Hello. I spend a whole lotta money (which is relative as I don’t make a lotta money) on the whole lotta tools required to be a competent working musician. Guitar amplifiers, PA systems, microphones, and the guitars themselves are the main big-ticket items. When these things get sick, it takes money to revive them. But all this gear is worthless without those little accessories that make these big-ticket items work. Guitars need strings, stomp boxes need batteries and adapters, pots (a.k.a. potentiometers) require replacements and input jacks short out, and guitar cables that claim to never crap out, crap out. Guitar cables have always been the bane of my existence. When they short out I’m cooked. When it happens in a live setting (and the law of averages dictates that the more often you do something, the greater chance of some type of deviation) I’ll swap it out quickly. In the past, after the gig when I unload, I’d add the junk cable to the massive knot of dead cables; the knot slowly growing with each dead cable added. Then I would buy a new one to replace the shorted out one, vowing to stop getting cables from Hong Kong and to spend more money on cables of a higher calibre. The last expensive cables I bought locally cost as much as about 15 crap cables, but it would be worth it to be able to play with confidence that I wouldn’t short out. There is a total value in playing with confidence. I have backups of everything.
I had a guy in my bunker ask why I had a massive knot of instrument cables. I told him they were junk and I was just waiting until the knot was big enough so I could just roll it to the top of a hill and give it one push, sending it rolling, picking up speed before splashing into the river where it would bob up and down and disappear down the mighty and historic Ottawa.
He looked at me like the monster I had become. “Why don’t you just fix them. It’s not rocket science, man. Or just make your own?”
Fast forward
After a few DIY Youtube videos and some minor start-up investments (soldering iron, solder, some multi-armed cable holder thingy with a lighted magnifying glass, shrink tubing (for years I’ve been looking for an excuse to buy massive amounts of shrink tubing), tweezers, scalpels and replacement jacks), I set in to repair and reuse.

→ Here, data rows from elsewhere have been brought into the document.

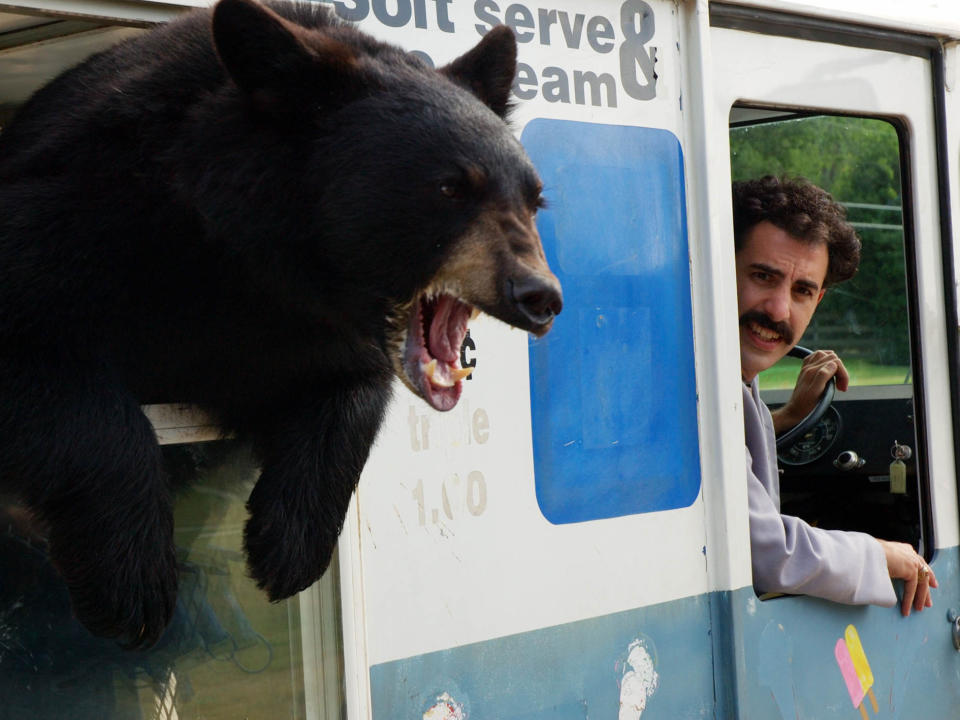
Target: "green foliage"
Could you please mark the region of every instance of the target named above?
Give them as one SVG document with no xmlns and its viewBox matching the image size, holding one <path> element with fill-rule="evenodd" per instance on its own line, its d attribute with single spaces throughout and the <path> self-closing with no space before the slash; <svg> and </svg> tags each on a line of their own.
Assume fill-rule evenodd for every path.
<svg viewBox="0 0 960 720">
<path fill-rule="evenodd" d="M 900 143 L 893 125 L 814 116 L 732 128 L 730 159 L 734 180 L 788 175 L 824 188 L 847 207 L 863 242 L 856 277 L 827 291 L 801 344 L 908 366 Z"/>
<path fill-rule="evenodd" d="M 867 360 L 847 359 L 844 367 L 850 373 L 852 385 L 899 385 L 911 380 L 909 365 L 875 365 Z M 760 373 L 760 387 L 764 390 L 793 390 L 799 375 L 800 361 L 785 357 Z"/>
</svg>

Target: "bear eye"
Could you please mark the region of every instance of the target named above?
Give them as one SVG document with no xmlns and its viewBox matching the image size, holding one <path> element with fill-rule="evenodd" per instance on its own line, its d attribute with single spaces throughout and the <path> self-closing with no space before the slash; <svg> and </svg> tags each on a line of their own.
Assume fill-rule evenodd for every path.
<svg viewBox="0 0 960 720">
<path fill-rule="evenodd" d="M 443 180 L 440 182 L 440 194 L 449 200 L 460 200 L 463 198 L 463 185 L 458 180 Z"/>
<path fill-rule="evenodd" d="M 547 207 L 547 199 L 543 196 L 543 183 L 537 177 L 528 179 L 524 186 L 524 199 L 527 201 L 527 207 L 531 213 L 537 214 L 538 210 Z"/>
</svg>

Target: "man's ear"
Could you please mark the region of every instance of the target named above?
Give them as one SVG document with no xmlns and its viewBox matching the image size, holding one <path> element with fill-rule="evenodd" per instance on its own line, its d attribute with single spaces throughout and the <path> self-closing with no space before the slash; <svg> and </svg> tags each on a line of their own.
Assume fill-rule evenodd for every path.
<svg viewBox="0 0 960 720">
<path fill-rule="evenodd" d="M 817 295 L 817 305 L 820 304 L 820 301 L 823 300 L 823 296 L 827 294 L 826 288 L 820 288 L 820 294 Z"/>
<path fill-rule="evenodd" d="M 342 102 L 360 85 L 353 48 L 255 0 L 220 0 L 212 30 L 227 74 L 260 110 L 290 110 L 318 95 Z"/>
<path fill-rule="evenodd" d="M 506 119 L 510 112 L 510 88 L 517 74 L 517 40 L 513 30 L 506 25 L 495 26 L 472 50 L 440 68 L 440 72 Z"/>
</svg>

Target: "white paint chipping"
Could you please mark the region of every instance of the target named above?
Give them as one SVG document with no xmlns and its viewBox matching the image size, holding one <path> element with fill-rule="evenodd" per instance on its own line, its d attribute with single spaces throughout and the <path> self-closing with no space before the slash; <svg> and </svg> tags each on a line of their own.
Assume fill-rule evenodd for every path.
<svg viewBox="0 0 960 720">
<path fill-rule="evenodd" d="M 627 648 L 627 659 L 620 678 L 620 715 L 618 720 L 640 720 L 647 700 L 660 685 L 653 658 L 647 651 L 647 642 L 637 638 Z"/>
<path fill-rule="evenodd" d="M 463 705 L 447 693 L 437 696 L 437 702 L 423 714 L 423 720 L 466 720 Z"/>
</svg>

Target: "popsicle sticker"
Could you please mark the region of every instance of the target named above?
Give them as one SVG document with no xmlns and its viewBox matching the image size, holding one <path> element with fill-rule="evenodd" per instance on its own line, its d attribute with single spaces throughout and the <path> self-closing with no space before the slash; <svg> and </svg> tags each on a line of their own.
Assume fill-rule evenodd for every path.
<svg viewBox="0 0 960 720">
<path fill-rule="evenodd" d="M 877 696 L 873 694 L 873 671 L 870 670 L 867 654 L 863 651 L 860 635 L 853 625 L 847 625 L 843 637 L 837 640 L 833 648 L 833 654 L 837 658 L 837 665 L 840 667 L 840 674 L 843 675 L 853 706 L 860 711 L 864 720 L 868 720 L 870 716 L 863 700 L 869 697 L 873 712 L 879 714 Z"/>
</svg>

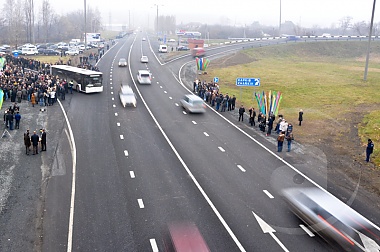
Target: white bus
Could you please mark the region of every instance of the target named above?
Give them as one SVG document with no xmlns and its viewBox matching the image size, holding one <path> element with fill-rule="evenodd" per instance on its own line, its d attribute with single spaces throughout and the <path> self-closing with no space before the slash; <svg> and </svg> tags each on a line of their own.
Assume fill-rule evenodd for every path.
<svg viewBox="0 0 380 252">
<path fill-rule="evenodd" d="M 103 92 L 103 73 L 87 70 L 68 65 L 52 65 L 50 74 L 60 79 L 65 79 L 67 83 L 71 80 L 74 83 L 73 89 L 84 93 Z"/>
</svg>

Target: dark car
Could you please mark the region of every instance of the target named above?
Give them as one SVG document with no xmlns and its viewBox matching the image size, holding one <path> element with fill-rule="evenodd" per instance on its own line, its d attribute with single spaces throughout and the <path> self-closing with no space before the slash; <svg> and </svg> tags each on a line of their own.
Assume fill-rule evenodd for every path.
<svg viewBox="0 0 380 252">
<path fill-rule="evenodd" d="M 60 55 L 61 52 L 53 49 L 45 49 L 43 54 L 45 55 Z"/>
<path fill-rule="evenodd" d="M 177 51 L 188 51 L 188 50 L 190 50 L 190 48 L 187 47 L 187 46 L 179 46 L 179 47 L 177 47 Z"/>
</svg>

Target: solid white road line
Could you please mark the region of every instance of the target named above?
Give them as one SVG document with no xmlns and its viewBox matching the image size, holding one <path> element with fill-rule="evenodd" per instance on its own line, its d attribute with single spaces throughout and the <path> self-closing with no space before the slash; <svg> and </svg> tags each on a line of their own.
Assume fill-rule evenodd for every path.
<svg viewBox="0 0 380 252">
<path fill-rule="evenodd" d="M 191 121 L 193 124 L 197 124 L 197 122 L 196 121 Z"/>
<path fill-rule="evenodd" d="M 116 108 L 116 105 L 115 105 L 115 104 L 113 104 L 113 105 L 112 105 L 112 107 Z"/>
<path fill-rule="evenodd" d="M 118 114 L 117 114 L 117 113 L 115 113 L 115 116 L 118 116 Z"/>
<path fill-rule="evenodd" d="M 160 88 L 162 88 L 162 86 L 160 86 Z"/>
<path fill-rule="evenodd" d="M 269 234 L 277 242 L 277 244 L 280 245 L 280 247 L 282 248 L 282 250 L 284 250 L 285 252 L 289 252 L 289 250 L 285 247 L 284 244 L 282 244 L 282 242 L 277 238 L 277 236 L 275 236 L 272 232 L 270 232 Z"/>
<path fill-rule="evenodd" d="M 144 206 L 144 202 L 143 202 L 142 199 L 137 199 L 137 202 L 139 203 L 139 207 L 140 207 L 140 208 L 144 208 L 144 207 L 145 207 L 145 206 Z"/>
<path fill-rule="evenodd" d="M 111 91 L 111 94 L 113 94 L 113 92 Z"/>
<path fill-rule="evenodd" d="M 124 151 L 124 156 L 128 157 L 129 156 L 129 153 L 127 150 Z"/>
<path fill-rule="evenodd" d="M 110 87 L 111 89 L 113 89 L 113 87 Z"/>
<path fill-rule="evenodd" d="M 168 92 L 164 91 L 165 94 L 167 94 Z"/>
<path fill-rule="evenodd" d="M 112 98 L 111 98 L 111 100 L 113 100 L 113 101 L 114 101 L 114 100 L 115 100 L 115 98 L 113 98 L 113 97 L 112 97 Z"/>
<path fill-rule="evenodd" d="M 129 175 L 131 175 L 131 178 L 135 178 L 135 173 L 134 173 L 134 171 L 129 171 Z"/>
<path fill-rule="evenodd" d="M 174 105 L 176 105 L 177 107 L 179 106 L 179 104 L 178 104 L 178 103 L 174 103 Z"/>
<path fill-rule="evenodd" d="M 238 167 L 242 172 L 246 172 L 246 170 L 243 168 L 243 166 L 241 166 L 241 165 L 237 165 L 237 167 Z"/>
<path fill-rule="evenodd" d="M 150 241 L 150 246 L 152 246 L 152 251 L 153 252 L 158 252 L 158 247 L 155 239 L 149 239 Z"/>
<path fill-rule="evenodd" d="M 205 136 L 210 136 L 209 134 L 207 134 L 207 132 L 203 132 L 203 134 L 204 134 Z"/>
<path fill-rule="evenodd" d="M 123 140 L 123 139 L 124 139 L 124 136 L 123 136 L 123 135 L 120 135 L 120 139 Z"/>
<path fill-rule="evenodd" d="M 69 118 L 67 117 L 66 111 L 62 106 L 61 101 L 58 99 L 59 106 L 61 107 L 62 113 L 65 117 L 67 128 L 70 133 L 71 138 L 71 156 L 73 160 L 73 169 L 72 169 L 72 182 L 71 182 L 71 198 L 70 198 L 70 215 L 69 215 L 69 231 L 67 234 L 67 252 L 71 252 L 73 247 L 73 229 L 74 229 L 74 209 L 75 209 L 75 185 L 76 185 L 76 169 L 77 169 L 77 148 L 74 140 L 74 133 L 71 129 L 71 124 Z"/>
<path fill-rule="evenodd" d="M 118 123 L 116 123 L 116 125 L 117 125 L 117 127 L 120 127 L 120 123 L 118 122 Z"/>
<path fill-rule="evenodd" d="M 270 192 L 268 192 L 267 190 L 263 190 L 263 192 L 271 199 L 274 199 L 273 195 L 270 194 Z"/>
<path fill-rule="evenodd" d="M 313 234 L 313 232 L 311 232 L 307 227 L 305 227 L 304 225 L 300 224 L 300 227 L 303 229 L 303 231 L 305 231 L 310 237 L 314 237 L 315 235 Z"/>
<path fill-rule="evenodd" d="M 225 152 L 225 150 L 222 148 L 222 147 L 218 147 L 218 149 L 221 151 L 221 152 Z"/>
<path fill-rule="evenodd" d="M 112 78 L 110 78 L 110 84 L 112 85 Z"/>
<path fill-rule="evenodd" d="M 187 114 L 185 110 L 184 110 L 184 111 L 182 111 L 182 113 L 183 113 L 184 115 L 186 115 L 186 114 Z"/>
</svg>

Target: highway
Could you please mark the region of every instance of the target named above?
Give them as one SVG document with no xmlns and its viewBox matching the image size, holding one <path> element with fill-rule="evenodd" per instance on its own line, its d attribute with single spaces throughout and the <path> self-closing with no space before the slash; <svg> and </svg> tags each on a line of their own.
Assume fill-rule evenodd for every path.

I fired up the soldering thing and set the dial to EXTREMELY HOT AND DANGEROUS. Waiting, I was tempted to just touch the tip real quick to see if it was ready to rock. I didn’t. I learned about tinning the wires with small amounts of solder, and how less is better. Globs and blobs of solder are not ideal. Watching solder liquefy would turn into kind of a Zen thing. Very relaxing. But not initially. My first attempt resulted with me burning a massive hole clear through my palm, round enough in diameter to fit a gold coin and clean enough to see right thorough it. I fixed the hand hole by filling the gaping wound a big glob of solder. After the solder cooled, effectively cauterizing the wound, I managed to solder one end of the cable to a rake by mistake. (I was using a neighbor’s work shed — my wife didn’t think I should solder anything in the house in case I started a fire). Then for reason’s still unclear, the work shed caught fire. Poof. Burned to the ground. Levelled. I barely escaped with my life, trailing behind a rake soldered to one end of a guitar cable.

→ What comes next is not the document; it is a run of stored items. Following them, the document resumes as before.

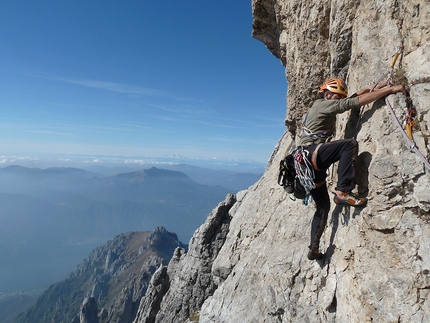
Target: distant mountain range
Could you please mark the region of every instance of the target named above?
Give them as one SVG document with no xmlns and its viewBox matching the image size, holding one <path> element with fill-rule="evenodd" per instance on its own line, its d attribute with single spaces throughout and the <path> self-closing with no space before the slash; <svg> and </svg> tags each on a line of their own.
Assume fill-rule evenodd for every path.
<svg viewBox="0 0 430 323">
<path fill-rule="evenodd" d="M 132 323 L 153 273 L 167 265 L 176 247 L 184 245 L 163 227 L 118 235 L 93 250 L 66 279 L 47 288 L 15 322 L 81 322 L 85 303 L 96 314 L 101 310 L 103 322 Z"/>
<path fill-rule="evenodd" d="M 180 155 L 169 155 L 163 157 L 144 156 L 100 156 L 100 155 L 20 155 L 2 156 L 1 163 L 4 167 L 10 165 L 21 165 L 29 168 L 50 167 L 74 167 L 85 170 L 102 170 L 114 175 L 120 172 L 131 172 L 138 169 L 157 167 L 162 169 L 179 170 L 178 165 L 192 165 L 191 167 L 203 170 L 216 170 L 232 173 L 260 173 L 264 172 L 265 162 L 257 162 L 250 159 L 232 158 L 189 158 Z M 118 170 L 118 171 L 115 171 Z M 114 172 L 111 172 L 113 170 Z M 189 174 L 187 174 L 190 176 Z M 191 176 L 190 176 L 191 177 Z"/>
<path fill-rule="evenodd" d="M 152 167 L 153 166 L 149 164 L 147 165 L 147 168 Z M 264 170 L 260 169 L 260 172 L 258 170 L 253 170 L 252 172 L 249 170 L 247 172 L 238 172 L 232 170 L 201 168 L 187 164 L 163 164 L 162 166 L 157 167 L 182 172 L 196 183 L 210 186 L 219 185 L 228 188 L 233 192 L 246 189 L 250 185 L 254 184 L 261 177 Z M 131 171 L 136 171 L 138 170 L 138 167 L 137 165 L 127 167 L 106 167 L 102 165 L 94 165 L 86 169 L 98 174 L 103 174 L 105 176 L 111 176 L 118 173 L 129 173 Z"/>
<path fill-rule="evenodd" d="M 219 183 L 222 177 L 182 167 L 201 182 L 218 178 Z M 223 176 L 224 182 L 247 177 Z M 256 176 L 242 178 L 241 189 Z M 187 243 L 231 191 L 154 167 L 111 176 L 76 168 L 1 168 L 0 291 L 58 281 L 93 248 L 120 233 L 164 226 Z"/>
</svg>

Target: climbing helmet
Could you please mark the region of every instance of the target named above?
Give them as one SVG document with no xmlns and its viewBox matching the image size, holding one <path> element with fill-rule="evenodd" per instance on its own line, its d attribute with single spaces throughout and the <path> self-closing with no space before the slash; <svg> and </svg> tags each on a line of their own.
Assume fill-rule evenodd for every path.
<svg viewBox="0 0 430 323">
<path fill-rule="evenodd" d="M 328 90 L 330 92 L 343 95 L 344 97 L 348 96 L 348 87 L 346 86 L 346 83 L 335 77 L 327 79 L 321 86 L 320 90 Z"/>
</svg>

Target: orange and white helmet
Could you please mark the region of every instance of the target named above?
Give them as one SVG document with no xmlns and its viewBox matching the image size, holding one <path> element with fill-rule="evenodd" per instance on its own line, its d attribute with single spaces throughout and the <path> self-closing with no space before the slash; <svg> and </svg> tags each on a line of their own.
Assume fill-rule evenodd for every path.
<svg viewBox="0 0 430 323">
<path fill-rule="evenodd" d="M 320 90 L 328 90 L 330 92 L 343 95 L 344 97 L 348 96 L 348 87 L 346 86 L 346 83 L 343 80 L 335 77 L 326 80 L 321 86 Z"/>
</svg>

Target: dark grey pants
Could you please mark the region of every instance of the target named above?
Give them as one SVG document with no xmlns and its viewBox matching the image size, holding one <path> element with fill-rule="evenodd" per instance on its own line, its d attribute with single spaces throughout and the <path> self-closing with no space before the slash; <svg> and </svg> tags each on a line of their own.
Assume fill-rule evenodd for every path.
<svg viewBox="0 0 430 323">
<path fill-rule="evenodd" d="M 307 148 L 309 158 L 316 149 L 317 145 Z M 358 154 L 358 143 L 355 139 L 336 140 L 322 144 L 318 149 L 317 166 L 319 171 L 315 170 L 315 183 L 320 183 L 327 177 L 327 169 L 335 162 L 338 165 L 338 182 L 336 190 L 350 192 L 355 187 L 355 159 Z M 312 250 L 318 250 L 321 236 L 327 225 L 327 217 L 330 211 L 330 197 L 327 191 L 327 185 L 313 189 L 311 196 L 316 204 L 316 211 L 312 219 L 311 244 Z"/>
</svg>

My neighbour was not at home when his shed was leveled by fire. He was out on a six-week run west in Ft McMurray. When he did come home he asked me some stuff about his shed, but I feigned total ignorance. He seemed suspicious. I could tell when he said “I’m suspicious.” I suggested that the fire could have been set by the neighbor with whom he had been feuding with since the incident when his fence was damaged by someone on a riding lawnmower. “Retaliation arson?”
Since the burning of my neighbour’s shed, after some trial and error I’m getting good at soldering and fixing my damaged cables. I’m now learning a little about electricity, and the nuances of different gauges of wires and how they translate into the difference between a noisy cable and quite cable when plugged in. I’m at the point now where I am buying instrument cable in bulk and making my own custom cables. There us a 600-pound spool of Mogami cable down in my bunker and I now know what this means:
Most musical instrument sound pick-ups, for example those in electric guitars, are comprised of high impedance circuits driven mainly by voltage, with very little electrical current flow. That is why handling noise (microphonics) can be a problem for guitar cables. Microphonic noise is caused by the minute voltage generated when a cable is flexed, stepped on, etc. Guitar cables must be designed to prevent this, so a conductive PVC layer is placed under the shield conductor to drain away this voltage.
I am truly inspirational. I tell people, mostly strangers, that I taught myself how to solder and make guitar cables, and that they should be inspired by my inspirational story of self-improvement. I suggest that I should be declared as a National Treasure. This is when most people just back away slowly, asking that I stop talking to them.